Saleem
Saleem

Reputation: 730

How to release a .Net DLL called in VB6 application from memory?

I have an old VB6 project where I call .Net library I created. I'm still in the unit test phase for this dll, so the problem is that every time I update my dll and make the running VB6 app recognize it, I'm forced to close the app to replace the old dll version with the new one. So I think the dll is being loaded in memory when first called and not being released until I exit the app calling it. Is there anyway to release the DLL from within VB6 app?

Upvotes: 1

Views: 569

Answers (1)

Hans Passant
Hans Passant

Reputation: 941465

COM supports unloading servers that are no longer used. The underlying api call is CoFreeUnusedLibraries() and the DllCanUnloadNow() entrypoint in the server, automatically called by the COM infrastructure. The exact moment in time that this happens is generally unpredictable, ought to already be a hangup if you want to replace DLLs on demand.

But that doesn't work for a [ComVisible] .NET assembly. A restriction imposed by the CLR, a .NET assembly can only be unloaded when the AppDomain is destroyed. Created the first time you create an object from the .NET assembly. The AppDomain will not be destroyed until program exit, thus keeping a lock on the DLL.

It is technically possible to make this happen anyway, you'd have to expose a shim class in one assembly that forwards the calls to another class that's implemented in another assembly.

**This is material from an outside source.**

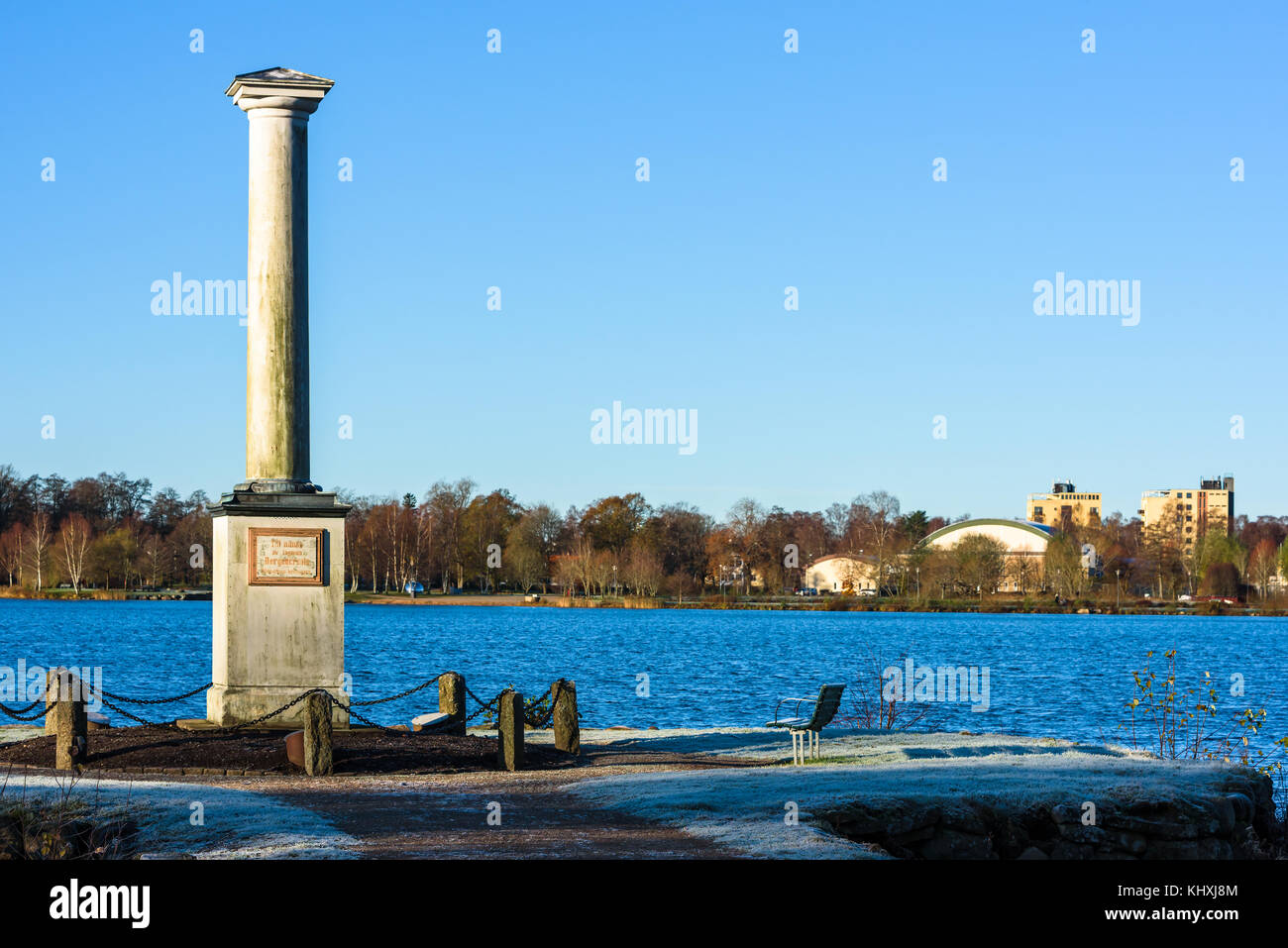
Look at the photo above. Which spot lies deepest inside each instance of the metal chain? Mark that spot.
(107, 697)
(156, 700)
(17, 714)
(400, 694)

That you load in another AppDomain. Quite painful to do, and slow because of the required appdomain boundary marshaling. A significant hangup is that you can't get a good signal to destroy that AppDomain. You have to make it explicit with a method you expose that the client code can call. An out-of-process server would be another approach, also slow and painful in .NET, it requires COM+ hosting with the ServicedComponent class. Lots of reasons to not want to need this.